福西崇史が歴代日本人ボランチを格付け。ピッチを支配した名手ベスト10 (4ページ目)
3位 稲本潤一(SC相模原)
彼は"ダイナミックなボランチ"というイメージがピッタリの選手ですよね。守備ではボールを取り切れる1対1の強さがあって、攻撃でも得点能力が高い。ランニング距離の長さや、飛び出すタイミングのうまさもありました。ロングフィードの精度も高くて、いろんなことをダイナミックにできる選手です。
ボランチの攻撃参加は結構体力を使うので、僕は極力抑えるタイプでした。でも彼はハードな守備をしたあとに、何度でも前線に飛び出していけるんですよ。
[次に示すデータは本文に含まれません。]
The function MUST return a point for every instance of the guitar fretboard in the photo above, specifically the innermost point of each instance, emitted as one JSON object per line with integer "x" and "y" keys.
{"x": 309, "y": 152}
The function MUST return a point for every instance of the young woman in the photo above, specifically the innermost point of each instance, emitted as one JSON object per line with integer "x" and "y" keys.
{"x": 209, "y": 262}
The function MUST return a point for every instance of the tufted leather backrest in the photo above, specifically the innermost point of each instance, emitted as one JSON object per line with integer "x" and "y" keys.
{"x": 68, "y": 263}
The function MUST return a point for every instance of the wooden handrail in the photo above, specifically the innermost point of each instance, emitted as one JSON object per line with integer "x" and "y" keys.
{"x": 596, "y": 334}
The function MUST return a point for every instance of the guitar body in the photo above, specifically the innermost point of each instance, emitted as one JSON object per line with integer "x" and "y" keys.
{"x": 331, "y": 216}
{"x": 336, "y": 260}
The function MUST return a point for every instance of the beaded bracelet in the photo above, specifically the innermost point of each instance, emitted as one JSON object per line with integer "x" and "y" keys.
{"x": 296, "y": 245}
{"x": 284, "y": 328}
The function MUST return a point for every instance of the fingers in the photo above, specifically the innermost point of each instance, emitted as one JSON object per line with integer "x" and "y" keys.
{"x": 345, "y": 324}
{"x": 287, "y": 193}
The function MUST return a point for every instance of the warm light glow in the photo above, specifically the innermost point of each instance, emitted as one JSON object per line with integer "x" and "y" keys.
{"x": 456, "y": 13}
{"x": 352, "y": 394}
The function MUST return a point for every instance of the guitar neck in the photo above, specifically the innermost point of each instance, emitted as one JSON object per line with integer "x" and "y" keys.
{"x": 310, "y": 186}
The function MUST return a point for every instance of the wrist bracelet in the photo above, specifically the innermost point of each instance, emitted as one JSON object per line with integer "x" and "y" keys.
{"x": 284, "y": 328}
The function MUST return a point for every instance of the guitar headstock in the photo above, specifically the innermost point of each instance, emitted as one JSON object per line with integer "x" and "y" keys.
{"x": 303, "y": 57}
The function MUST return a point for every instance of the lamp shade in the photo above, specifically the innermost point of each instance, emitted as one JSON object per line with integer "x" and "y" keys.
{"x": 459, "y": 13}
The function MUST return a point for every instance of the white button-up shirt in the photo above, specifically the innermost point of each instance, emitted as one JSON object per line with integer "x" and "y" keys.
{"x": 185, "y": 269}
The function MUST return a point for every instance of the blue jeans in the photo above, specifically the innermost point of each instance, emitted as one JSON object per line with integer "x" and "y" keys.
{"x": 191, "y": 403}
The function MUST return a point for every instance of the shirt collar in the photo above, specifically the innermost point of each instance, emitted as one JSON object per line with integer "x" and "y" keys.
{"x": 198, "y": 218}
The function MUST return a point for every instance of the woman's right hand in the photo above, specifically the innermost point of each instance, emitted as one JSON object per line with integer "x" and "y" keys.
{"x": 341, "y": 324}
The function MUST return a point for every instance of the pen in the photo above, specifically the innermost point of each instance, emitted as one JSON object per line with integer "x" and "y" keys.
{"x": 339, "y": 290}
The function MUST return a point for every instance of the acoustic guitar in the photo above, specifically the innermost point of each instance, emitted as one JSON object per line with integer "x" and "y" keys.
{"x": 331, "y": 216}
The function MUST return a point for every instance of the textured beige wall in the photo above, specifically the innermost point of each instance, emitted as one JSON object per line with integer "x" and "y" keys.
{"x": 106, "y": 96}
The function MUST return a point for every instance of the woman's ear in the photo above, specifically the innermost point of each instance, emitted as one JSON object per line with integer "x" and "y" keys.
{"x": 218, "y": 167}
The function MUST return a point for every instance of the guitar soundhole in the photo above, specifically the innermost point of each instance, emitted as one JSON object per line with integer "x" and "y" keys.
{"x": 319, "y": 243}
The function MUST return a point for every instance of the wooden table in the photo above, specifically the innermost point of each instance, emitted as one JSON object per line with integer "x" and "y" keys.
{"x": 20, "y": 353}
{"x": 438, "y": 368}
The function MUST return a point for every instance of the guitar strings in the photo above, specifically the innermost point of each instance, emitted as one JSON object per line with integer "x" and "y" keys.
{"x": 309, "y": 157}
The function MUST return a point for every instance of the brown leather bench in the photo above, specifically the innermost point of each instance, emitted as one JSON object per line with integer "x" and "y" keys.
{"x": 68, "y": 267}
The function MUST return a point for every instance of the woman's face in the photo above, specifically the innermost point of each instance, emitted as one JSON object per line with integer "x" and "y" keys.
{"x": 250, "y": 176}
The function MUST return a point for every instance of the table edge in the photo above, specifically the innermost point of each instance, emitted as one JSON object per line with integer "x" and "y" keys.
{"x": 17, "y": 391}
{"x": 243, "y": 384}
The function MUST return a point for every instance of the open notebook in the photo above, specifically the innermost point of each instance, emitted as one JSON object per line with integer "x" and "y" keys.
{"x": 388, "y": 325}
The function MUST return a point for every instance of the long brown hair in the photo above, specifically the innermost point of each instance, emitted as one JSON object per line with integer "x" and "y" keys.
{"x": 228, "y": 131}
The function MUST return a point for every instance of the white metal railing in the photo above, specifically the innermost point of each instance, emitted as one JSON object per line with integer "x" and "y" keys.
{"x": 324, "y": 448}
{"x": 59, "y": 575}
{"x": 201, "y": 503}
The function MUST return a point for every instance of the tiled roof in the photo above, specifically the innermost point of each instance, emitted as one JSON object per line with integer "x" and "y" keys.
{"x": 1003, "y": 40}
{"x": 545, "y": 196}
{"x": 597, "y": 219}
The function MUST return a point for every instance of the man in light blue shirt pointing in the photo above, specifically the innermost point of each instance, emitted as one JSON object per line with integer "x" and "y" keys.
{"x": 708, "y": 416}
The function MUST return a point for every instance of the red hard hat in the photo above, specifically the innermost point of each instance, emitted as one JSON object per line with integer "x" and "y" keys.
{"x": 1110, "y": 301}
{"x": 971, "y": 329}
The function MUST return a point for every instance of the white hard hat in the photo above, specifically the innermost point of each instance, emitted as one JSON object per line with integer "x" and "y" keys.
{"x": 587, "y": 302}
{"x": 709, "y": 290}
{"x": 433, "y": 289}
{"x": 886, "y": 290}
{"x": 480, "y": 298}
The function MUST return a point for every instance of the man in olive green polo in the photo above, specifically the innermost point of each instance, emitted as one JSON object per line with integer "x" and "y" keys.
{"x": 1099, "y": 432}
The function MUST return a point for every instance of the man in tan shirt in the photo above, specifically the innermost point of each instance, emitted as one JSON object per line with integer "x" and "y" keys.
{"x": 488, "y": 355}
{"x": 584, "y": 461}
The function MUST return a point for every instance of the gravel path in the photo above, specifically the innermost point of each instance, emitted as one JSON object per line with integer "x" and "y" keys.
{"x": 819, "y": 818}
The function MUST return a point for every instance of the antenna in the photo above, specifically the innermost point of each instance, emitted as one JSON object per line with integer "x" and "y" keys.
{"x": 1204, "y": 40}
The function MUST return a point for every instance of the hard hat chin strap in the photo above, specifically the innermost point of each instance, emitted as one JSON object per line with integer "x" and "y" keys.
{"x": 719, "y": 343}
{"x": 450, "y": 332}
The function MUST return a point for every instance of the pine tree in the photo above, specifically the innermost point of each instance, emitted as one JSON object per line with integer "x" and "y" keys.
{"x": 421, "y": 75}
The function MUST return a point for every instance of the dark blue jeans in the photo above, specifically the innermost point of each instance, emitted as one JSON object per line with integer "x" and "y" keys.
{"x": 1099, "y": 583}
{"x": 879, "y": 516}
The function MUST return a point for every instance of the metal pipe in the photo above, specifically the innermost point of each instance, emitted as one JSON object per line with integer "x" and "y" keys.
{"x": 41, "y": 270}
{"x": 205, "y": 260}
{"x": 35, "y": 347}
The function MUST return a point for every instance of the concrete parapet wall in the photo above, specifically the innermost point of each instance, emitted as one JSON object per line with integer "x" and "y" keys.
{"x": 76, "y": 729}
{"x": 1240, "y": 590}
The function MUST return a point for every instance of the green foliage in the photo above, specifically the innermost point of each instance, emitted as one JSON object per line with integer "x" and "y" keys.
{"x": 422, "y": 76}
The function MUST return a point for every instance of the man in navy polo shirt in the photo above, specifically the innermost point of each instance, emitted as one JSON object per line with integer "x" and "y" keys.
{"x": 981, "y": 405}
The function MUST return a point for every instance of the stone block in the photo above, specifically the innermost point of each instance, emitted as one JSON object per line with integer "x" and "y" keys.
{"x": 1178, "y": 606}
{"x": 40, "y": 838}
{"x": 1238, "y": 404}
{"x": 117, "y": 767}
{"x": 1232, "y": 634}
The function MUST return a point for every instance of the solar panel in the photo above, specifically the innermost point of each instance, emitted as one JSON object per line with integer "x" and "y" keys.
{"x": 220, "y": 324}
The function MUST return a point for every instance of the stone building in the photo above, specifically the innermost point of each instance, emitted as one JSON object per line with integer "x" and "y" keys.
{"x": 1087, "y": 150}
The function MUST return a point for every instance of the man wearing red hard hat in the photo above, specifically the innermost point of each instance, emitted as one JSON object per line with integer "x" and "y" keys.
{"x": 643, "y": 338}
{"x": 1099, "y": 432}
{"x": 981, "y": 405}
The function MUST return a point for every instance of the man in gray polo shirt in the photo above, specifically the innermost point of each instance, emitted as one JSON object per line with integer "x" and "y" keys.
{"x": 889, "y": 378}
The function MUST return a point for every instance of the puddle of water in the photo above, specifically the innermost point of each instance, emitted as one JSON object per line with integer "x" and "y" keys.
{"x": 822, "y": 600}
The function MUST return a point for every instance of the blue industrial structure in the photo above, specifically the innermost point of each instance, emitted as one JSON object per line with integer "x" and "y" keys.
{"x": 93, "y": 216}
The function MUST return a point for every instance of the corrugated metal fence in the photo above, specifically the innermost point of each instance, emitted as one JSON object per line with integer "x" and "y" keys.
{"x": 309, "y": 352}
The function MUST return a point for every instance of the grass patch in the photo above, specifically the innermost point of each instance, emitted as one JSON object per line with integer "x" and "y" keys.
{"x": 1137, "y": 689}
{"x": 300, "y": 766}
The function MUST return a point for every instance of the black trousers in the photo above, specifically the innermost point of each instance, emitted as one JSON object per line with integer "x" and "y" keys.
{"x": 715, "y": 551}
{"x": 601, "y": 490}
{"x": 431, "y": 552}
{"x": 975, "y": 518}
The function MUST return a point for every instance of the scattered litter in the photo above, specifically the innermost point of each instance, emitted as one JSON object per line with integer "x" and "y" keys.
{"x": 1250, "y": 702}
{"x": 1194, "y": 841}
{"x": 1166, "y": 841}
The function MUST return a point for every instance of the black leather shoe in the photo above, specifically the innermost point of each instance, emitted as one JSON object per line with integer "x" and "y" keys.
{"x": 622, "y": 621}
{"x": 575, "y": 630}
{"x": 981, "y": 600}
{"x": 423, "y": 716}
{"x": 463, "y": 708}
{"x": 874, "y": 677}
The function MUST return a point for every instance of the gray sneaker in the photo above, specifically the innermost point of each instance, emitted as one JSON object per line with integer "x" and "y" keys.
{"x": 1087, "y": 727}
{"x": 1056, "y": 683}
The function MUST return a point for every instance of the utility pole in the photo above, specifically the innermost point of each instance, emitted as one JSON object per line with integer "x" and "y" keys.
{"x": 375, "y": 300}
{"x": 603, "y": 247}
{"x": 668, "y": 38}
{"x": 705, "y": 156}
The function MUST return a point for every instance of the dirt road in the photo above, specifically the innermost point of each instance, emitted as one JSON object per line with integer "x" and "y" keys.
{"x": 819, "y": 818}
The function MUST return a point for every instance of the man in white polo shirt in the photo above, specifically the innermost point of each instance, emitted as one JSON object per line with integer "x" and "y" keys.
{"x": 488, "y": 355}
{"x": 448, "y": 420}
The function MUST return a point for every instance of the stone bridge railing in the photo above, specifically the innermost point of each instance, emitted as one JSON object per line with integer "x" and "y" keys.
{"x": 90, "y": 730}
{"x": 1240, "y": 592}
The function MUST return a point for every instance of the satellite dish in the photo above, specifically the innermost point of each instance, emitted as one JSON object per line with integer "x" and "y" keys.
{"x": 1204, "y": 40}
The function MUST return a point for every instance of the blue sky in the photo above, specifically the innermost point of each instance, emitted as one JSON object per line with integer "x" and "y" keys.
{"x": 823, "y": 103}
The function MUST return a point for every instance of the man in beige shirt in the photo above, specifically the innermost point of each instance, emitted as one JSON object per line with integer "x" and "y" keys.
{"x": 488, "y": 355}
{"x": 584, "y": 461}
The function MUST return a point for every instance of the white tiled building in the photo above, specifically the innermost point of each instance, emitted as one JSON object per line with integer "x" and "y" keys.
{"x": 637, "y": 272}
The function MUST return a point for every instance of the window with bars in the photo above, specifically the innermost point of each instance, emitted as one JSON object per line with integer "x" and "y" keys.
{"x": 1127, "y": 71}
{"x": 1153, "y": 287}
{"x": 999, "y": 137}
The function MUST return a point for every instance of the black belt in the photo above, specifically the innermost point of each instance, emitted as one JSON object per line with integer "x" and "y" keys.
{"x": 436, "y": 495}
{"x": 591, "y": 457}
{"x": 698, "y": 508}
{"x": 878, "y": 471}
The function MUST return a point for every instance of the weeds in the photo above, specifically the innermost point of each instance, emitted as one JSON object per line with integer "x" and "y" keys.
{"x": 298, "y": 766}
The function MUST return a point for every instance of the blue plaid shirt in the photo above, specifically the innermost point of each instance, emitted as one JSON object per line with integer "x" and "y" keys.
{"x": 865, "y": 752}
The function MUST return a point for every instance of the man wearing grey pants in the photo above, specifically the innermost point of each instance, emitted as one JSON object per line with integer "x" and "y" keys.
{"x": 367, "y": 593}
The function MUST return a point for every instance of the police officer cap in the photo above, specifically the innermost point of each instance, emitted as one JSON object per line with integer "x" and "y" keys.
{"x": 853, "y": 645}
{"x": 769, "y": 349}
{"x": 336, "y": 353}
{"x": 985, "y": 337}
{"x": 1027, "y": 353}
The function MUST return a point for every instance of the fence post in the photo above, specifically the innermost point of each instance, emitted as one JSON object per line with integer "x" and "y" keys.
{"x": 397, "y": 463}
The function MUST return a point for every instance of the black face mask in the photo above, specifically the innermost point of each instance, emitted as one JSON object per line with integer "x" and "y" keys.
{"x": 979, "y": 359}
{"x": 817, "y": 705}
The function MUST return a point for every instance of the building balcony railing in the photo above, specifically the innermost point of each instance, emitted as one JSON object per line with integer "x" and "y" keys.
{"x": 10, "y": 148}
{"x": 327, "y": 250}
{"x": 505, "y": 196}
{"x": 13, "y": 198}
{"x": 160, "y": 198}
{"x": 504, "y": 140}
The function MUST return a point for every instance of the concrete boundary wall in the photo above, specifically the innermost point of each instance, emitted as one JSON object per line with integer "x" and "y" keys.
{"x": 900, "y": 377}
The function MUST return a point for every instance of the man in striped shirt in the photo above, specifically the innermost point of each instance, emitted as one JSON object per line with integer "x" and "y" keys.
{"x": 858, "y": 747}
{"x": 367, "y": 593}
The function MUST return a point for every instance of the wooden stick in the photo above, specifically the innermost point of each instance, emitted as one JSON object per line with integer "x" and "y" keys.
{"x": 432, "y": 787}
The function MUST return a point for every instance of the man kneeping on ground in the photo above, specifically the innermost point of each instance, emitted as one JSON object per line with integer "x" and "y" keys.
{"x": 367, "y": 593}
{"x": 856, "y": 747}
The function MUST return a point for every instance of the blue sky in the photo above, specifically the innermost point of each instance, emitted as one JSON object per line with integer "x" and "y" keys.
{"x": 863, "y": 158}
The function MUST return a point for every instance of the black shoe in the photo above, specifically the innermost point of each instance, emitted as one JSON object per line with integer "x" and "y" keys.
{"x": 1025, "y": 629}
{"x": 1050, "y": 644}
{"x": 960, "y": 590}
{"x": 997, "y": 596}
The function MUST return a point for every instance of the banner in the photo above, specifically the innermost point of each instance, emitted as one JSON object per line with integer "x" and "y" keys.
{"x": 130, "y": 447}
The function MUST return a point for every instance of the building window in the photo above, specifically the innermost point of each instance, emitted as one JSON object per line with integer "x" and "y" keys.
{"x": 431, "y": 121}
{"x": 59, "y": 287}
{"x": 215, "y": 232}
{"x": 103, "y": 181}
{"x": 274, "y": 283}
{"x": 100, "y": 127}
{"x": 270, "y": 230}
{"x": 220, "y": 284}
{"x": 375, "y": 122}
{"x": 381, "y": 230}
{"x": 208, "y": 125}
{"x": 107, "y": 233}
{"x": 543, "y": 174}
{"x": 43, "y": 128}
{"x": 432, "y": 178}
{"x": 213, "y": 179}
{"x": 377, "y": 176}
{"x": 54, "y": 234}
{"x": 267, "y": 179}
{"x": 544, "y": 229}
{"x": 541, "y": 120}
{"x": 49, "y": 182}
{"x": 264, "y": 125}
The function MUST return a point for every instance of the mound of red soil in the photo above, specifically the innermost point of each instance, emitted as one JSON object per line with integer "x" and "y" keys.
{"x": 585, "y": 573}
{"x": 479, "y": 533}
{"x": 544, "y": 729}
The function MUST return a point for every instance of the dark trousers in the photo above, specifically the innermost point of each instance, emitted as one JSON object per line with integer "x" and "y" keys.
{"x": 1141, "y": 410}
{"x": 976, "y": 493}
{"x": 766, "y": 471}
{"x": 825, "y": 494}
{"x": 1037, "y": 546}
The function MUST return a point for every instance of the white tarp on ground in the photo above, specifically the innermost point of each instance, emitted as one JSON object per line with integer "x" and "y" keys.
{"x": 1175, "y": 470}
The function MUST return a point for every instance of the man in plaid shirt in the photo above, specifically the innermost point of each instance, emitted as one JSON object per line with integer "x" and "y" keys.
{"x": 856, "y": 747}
対戦する時はそれについていかなければいけないので、守る側としては本当に厄介でした。
そして日韓W杯後にアーセナルに移籍した時は「うわ、すげえな」と単純に驚きましたね。当時は海外に移籍すること、しかも若いうちから行くのが少ないなかで、あれだけのビッグクラブに引き抜かれたのは衝撃でした。世界からも認められたボランチです。
名波浩の味方も相手も見えている視野の広さに、福西氏は驚いた2位 名波浩(元ジュビロ磐田ほか)
名波さんはあの左足やゲームメイク、FKなど、攻撃に関しては言うまでもありません。ジュビロや代表で周りに非常に気を使ってくれて、僕らがプレーしやすい環境をつくってくれるボランチでした。
ジュビロでは僕の性格とかできること、やりたいことを理解してくれて、今、僕がなにをしてほしいかをすぐに察知して、気づいた時にはやってくれているんですよね。チームの潤滑油になりながら、引っ張っていってくれるリーダーでした。
守備に関してあまりイメージはないかもしれないですが、ひとりで取りにいくといより、周りを動かしながらほかの選手に取りにいかせるという判断力が優れていて勉強になりましたね。
一緒にプレーしてとくに印象に残っているのは、「しゃべらなくていい!」と言われた時です。僕が攻撃参加する時に声を出しながら上がっていたら「もう見えてるから」と。相手に気づかれるから声は出さなくていいと言われました。
そうした味方だけではなく、相手もよく見えている視野の広さには驚くことが多々ありました。Nボックスでもわかるとおり、ジュビロ黄金期はもちろん、代表でも常に中心選手でした。